Les synergies entre secteur des télécommunications et secteur bancaire vont toutefois bien au-delà de ces passerelles techniques. Elles ont ainsi permis l’émergence d’un nouveau modèle de banque : l’agency banking. Ce modèle, également répandu au Brésil, consiste à remplacer les agences bancaires par des intermédiaires exerçant déjà une activité commerciale (épicerie, pharmacie, station-service…) que l’on rend capables de fournir des services financiers de base, de l’ouverture de compte aux dépôts et retraits, en passant par le paiement des factures. Les établissements bancaires accèdent ainsi à moindre coût aux populations des zones reculées. Ces dernières peuvent utiliser des services bancaires sans avoir à se déplacer en ville, ce qui s’avère souvent non rentable, étant donné les faibles sommes en jeu. Pour les agents, agréés par la banque centrale et rémunérés par les banques commerciales, c’est un apport d’activité parfois substantiel qui les incite à multiplier les contrats avec différents établissements. Kyumwa (voir Photo), gérant d’une boutique d’alimentation générale dans un village rural à proximité du Lac Victoria, est ainsi agent pour M-Pesa, Equity Bank, KCB et Postbank. Chaque mois, grâce à son activité bancaire, il dégage 350 à 400 euros de revenus supplémentaires, desquels il faut déduire des frais de sécurisation des fonds (coffre-fort, service de transfert de fonds…). Tous les agents ne sont toutefois pas aussi actifs, à l’instar de Collins qui, dans un village distant de quelques kilomètres, ne reçoit que 25 clients par jour en moyenne, contre 115 pour Kyumwa.

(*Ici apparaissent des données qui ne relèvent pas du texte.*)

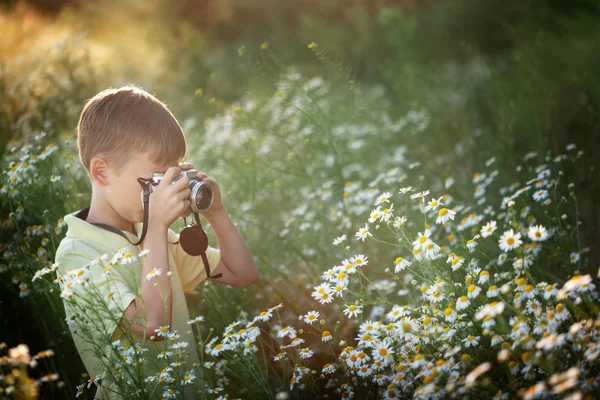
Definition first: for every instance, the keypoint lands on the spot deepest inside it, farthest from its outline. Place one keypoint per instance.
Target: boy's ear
(99, 171)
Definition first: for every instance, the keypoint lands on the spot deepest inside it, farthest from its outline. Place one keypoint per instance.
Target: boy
(126, 302)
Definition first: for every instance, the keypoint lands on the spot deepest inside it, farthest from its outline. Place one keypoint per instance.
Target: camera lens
(201, 197)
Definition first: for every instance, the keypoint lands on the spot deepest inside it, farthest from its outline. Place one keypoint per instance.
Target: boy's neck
(102, 212)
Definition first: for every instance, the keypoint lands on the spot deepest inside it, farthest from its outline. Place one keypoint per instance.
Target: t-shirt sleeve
(95, 293)
(191, 268)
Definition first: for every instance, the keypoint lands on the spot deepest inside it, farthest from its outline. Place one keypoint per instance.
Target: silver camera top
(191, 174)
(201, 197)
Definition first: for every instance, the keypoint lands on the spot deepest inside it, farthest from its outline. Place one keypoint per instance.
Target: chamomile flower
(471, 244)
(128, 258)
(488, 229)
(473, 291)
(305, 353)
(339, 240)
(401, 264)
(387, 213)
(287, 331)
(311, 317)
(383, 350)
(540, 195)
(434, 204)
(363, 233)
(399, 221)
(444, 215)
(462, 303)
(189, 378)
(162, 330)
(420, 195)
(471, 341)
(422, 239)
(510, 240)
(574, 257)
(385, 197)
(375, 215)
(537, 233)
(352, 310)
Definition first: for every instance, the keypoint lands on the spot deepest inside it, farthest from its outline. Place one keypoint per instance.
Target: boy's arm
(153, 305)
(236, 264)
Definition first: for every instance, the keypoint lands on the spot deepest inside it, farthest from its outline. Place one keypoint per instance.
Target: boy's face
(125, 191)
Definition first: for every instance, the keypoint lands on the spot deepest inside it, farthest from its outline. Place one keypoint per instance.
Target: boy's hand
(216, 206)
(168, 201)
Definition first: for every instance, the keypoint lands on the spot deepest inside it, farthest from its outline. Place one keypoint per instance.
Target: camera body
(201, 197)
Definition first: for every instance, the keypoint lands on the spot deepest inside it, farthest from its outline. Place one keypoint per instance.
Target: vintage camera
(202, 193)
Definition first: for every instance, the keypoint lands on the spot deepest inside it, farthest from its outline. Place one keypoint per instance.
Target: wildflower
(287, 331)
(456, 262)
(574, 257)
(509, 240)
(492, 291)
(375, 215)
(305, 353)
(471, 244)
(154, 272)
(422, 238)
(484, 277)
(444, 215)
(537, 233)
(462, 303)
(264, 315)
(434, 204)
(488, 229)
(170, 394)
(311, 317)
(399, 221)
(387, 213)
(296, 342)
(400, 264)
(199, 318)
(471, 341)
(188, 378)
(339, 240)
(473, 291)
(328, 369)
(420, 195)
(360, 260)
(215, 351)
(128, 258)
(363, 233)
(143, 253)
(162, 331)
(385, 197)
(540, 195)
(383, 350)
(573, 284)
(352, 310)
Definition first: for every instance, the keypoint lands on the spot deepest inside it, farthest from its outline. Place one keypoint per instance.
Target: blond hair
(120, 123)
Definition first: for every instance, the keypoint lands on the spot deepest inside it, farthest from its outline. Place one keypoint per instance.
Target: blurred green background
(496, 79)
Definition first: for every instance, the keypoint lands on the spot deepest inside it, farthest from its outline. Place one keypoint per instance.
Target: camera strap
(192, 238)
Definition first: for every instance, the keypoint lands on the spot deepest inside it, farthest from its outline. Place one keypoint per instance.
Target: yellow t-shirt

En septembre 2011, le pays comptait 7 000 agents mandatés par dix banques. Ce chiffre augmente de manière exponentielle et ce système « gagnant-gagnant » suscite beaucoup de vocations, certainement à l’excès. Sans doute le secteur devra-t-il passer par une phase de consolidation dans les années à venir. C’est en tout cas une solution qui agit très directement sur le taux de bancarisation de la population et, par ricochet, sur son taux d’épargne. L’Institut international des caisses d’épargne (WSBI) soutient ainsi depuis deux ans les banques postales kenyane et tanzanienne dans le développement d’un tel réseau d’agents, dans le cadre de son programme visant à doubler le nombre de comptes d’épargne dans le monde.

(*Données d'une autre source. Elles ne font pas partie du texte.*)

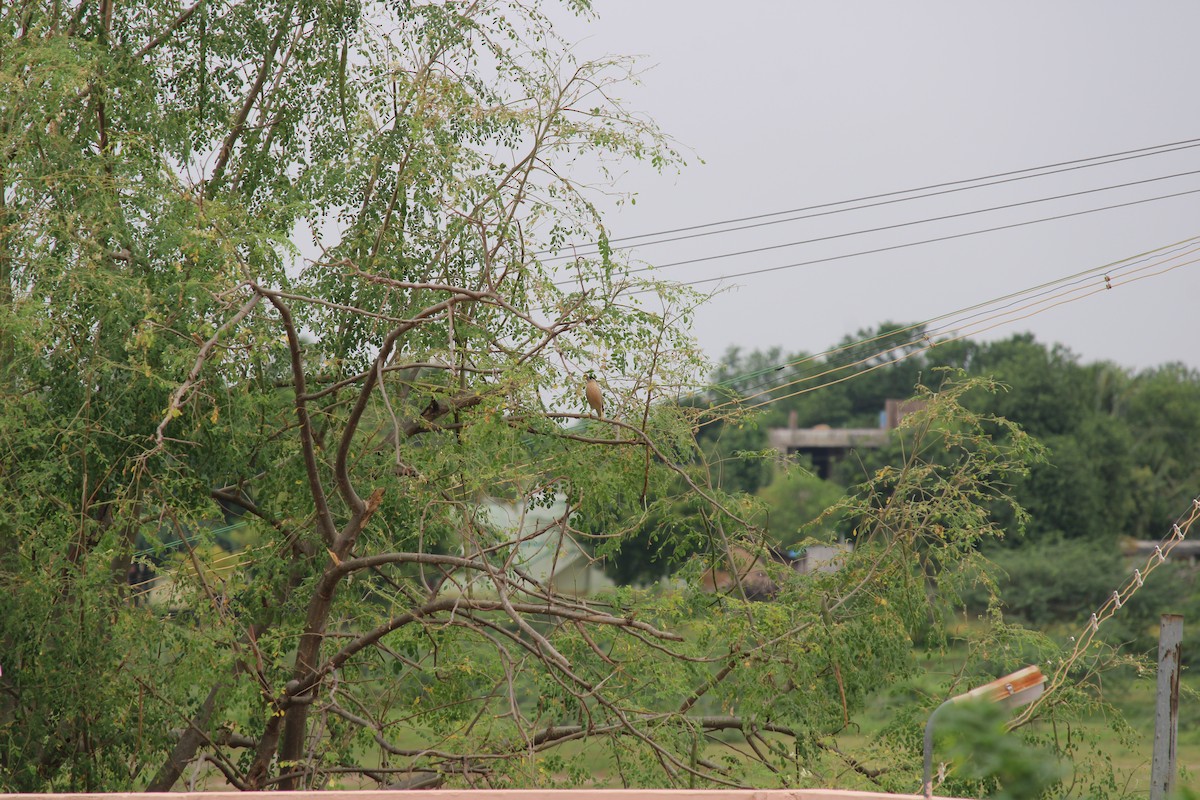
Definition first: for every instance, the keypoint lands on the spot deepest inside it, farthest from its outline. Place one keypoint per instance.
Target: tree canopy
(288, 304)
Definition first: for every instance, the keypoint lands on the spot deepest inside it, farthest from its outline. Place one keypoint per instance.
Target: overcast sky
(793, 104)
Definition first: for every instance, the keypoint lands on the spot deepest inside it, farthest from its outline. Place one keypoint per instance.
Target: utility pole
(1167, 707)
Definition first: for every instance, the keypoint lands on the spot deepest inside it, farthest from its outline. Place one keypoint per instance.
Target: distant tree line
(1122, 450)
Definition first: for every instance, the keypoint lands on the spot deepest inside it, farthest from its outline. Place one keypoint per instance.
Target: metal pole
(1167, 707)
(927, 785)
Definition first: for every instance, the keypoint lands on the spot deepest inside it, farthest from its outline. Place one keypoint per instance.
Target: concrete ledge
(499, 794)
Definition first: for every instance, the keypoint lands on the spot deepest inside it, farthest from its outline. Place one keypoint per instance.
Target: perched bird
(595, 397)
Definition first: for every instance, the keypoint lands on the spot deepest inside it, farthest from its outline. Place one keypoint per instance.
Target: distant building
(826, 446)
(545, 551)
(822, 558)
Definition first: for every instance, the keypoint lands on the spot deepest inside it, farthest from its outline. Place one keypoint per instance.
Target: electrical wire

La microfinance, concentré de technologie

Au Kenya, M-Pesa est également en train de révolutionner le quotidien des institutions de microfinance (IMF). Peu à peu, elles peuvent en effet se passer du cash et de sa gestion contraignante. « Jusqu’à présent, les remboursements des prêts et les sommes collectées à chaque réunion au titre de l’épargne obligatoire se faisaient en argent liquide. Chaque semaine, une ou deux femmes du groupe se rendaient à la banque la plus proche pour déposer l’argent, explique Anne Kihagi, manager régional pour KWFT, l’une des plus grosses IMF kenyanes. Aujourd’hui, nous introduisons peu à peu les paiements par M-Pesa, même si le versement du prêt se fait, lui, toujours sous forme de chèque. » Lorsqu’elles se réunissent, les femmes se sont déjà acquittées de leur versement et viennent simplement présenter le reçu sur leur téléphone à la trésorière du groupe (voir Photo). « C’est un gain de temps très important pour nous, qui nous permet de retourner plus vite à notre activité », assure Mary, l’une des emprunteuses.

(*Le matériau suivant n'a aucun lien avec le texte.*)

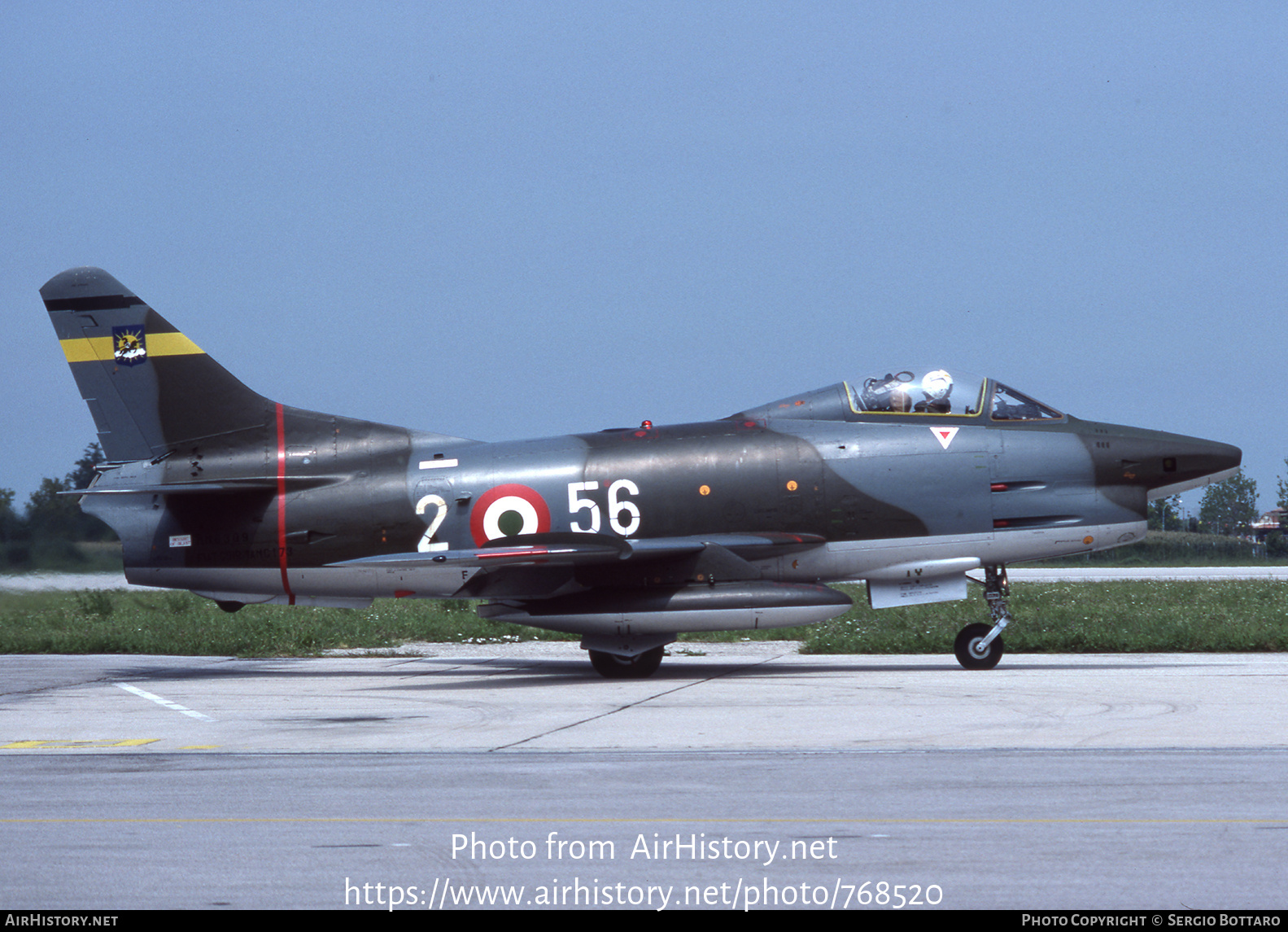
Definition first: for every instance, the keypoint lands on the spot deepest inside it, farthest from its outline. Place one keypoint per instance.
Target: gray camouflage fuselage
(633, 534)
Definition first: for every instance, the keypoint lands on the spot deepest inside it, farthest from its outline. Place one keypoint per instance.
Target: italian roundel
(509, 510)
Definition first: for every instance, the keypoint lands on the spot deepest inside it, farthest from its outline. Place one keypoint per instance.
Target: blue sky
(513, 220)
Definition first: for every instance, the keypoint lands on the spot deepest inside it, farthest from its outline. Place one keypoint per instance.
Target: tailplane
(148, 387)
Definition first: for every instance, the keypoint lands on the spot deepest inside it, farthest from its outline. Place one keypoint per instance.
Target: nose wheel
(971, 650)
(979, 646)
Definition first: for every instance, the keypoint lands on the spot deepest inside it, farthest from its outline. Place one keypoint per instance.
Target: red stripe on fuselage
(281, 503)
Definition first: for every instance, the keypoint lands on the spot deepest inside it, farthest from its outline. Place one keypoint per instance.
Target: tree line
(50, 525)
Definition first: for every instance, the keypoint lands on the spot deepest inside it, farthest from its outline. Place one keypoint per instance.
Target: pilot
(937, 387)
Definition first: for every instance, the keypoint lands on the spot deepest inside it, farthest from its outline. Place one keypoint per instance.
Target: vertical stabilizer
(148, 387)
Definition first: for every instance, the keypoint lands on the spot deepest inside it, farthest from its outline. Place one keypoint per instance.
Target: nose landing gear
(979, 646)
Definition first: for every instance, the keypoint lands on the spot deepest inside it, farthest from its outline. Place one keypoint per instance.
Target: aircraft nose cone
(1164, 463)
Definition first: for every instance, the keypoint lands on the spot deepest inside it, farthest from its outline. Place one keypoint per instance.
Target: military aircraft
(907, 479)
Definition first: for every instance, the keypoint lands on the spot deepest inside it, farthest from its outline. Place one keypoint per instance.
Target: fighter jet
(907, 479)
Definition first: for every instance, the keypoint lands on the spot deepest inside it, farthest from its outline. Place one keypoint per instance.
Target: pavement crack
(631, 706)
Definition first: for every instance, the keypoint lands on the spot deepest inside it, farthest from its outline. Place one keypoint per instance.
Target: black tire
(967, 653)
(616, 667)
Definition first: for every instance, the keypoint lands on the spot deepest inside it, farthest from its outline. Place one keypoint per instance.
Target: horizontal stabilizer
(229, 486)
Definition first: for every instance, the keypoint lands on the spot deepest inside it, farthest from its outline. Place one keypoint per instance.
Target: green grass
(1153, 616)
(1078, 618)
(1173, 548)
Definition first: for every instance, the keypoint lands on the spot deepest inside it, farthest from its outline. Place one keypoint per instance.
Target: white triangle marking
(945, 435)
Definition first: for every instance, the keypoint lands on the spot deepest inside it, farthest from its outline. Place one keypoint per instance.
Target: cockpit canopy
(939, 392)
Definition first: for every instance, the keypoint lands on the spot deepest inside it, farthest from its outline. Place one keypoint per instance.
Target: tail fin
(148, 387)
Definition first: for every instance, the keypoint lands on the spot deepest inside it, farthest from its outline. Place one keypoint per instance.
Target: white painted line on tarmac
(166, 702)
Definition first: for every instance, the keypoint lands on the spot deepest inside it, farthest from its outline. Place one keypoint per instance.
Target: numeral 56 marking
(623, 514)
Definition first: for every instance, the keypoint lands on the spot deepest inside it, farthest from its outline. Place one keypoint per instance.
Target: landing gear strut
(979, 646)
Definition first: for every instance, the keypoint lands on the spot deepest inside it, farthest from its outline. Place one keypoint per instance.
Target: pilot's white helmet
(937, 386)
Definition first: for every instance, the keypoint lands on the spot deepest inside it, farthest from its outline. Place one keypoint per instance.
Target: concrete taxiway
(740, 777)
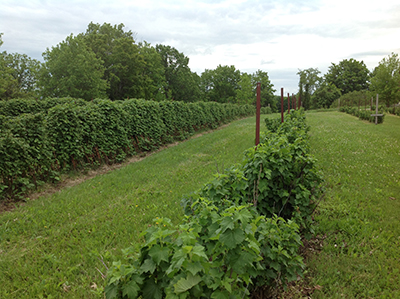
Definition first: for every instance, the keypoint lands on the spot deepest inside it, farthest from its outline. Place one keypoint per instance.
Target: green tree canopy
(245, 94)
(181, 82)
(308, 83)
(153, 74)
(385, 80)
(221, 85)
(348, 75)
(267, 89)
(325, 95)
(72, 69)
(123, 65)
(18, 75)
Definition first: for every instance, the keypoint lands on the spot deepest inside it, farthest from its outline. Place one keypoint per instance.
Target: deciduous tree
(386, 80)
(221, 85)
(267, 89)
(245, 94)
(348, 75)
(18, 75)
(325, 95)
(123, 65)
(72, 69)
(181, 82)
(308, 83)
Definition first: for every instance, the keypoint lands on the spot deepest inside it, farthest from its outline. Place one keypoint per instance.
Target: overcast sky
(279, 37)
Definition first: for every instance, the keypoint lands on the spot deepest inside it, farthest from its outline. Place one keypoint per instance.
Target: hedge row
(364, 114)
(74, 134)
(240, 235)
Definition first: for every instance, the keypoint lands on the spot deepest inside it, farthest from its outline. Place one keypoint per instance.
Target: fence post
(282, 104)
(258, 113)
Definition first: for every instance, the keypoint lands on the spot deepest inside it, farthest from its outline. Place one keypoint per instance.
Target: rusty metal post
(282, 104)
(258, 113)
(293, 101)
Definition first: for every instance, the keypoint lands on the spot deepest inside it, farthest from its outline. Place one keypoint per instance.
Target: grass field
(359, 220)
(55, 246)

Juhudi Kilimo, petite IMF spécialisée dans le financement de l’activité agricole (vaches à lait, volaille, serres, moissonneuses…), va même plus loin. « Entre nous et nos bénéficiaires, les transactions se font sans cash, se félicite Nat Robinson, son P-DG. Ils épargnent au préalable via M-Pesa, nous leur versons leur prêt via M-Pesa, ils nous remboursent via M-Pesa… Ils peuvent même, pour certains, acheter leur vache via M-Pesa ! » Pour cela, Juhudi Kilimo bénéficie d’un compte « entreprise » plus sécurisé, auprès du fournisseur de m-payment. Cette dématérialisation du paiement permet aussi le développement d’outils optimisant le suivi des emprunteurs par l’agent de crédit. Celui-ci se rend sur le terrain, non plus avec un pesant registre des transactions, mais avec son seul smartphone Android (voir Photo). Demande de nouveau prêt, suivi des remboursements, géolocalisation du groupe d’emprunteurs… l’application développée sur mesure par Google couvre l’ensemble de ses missions.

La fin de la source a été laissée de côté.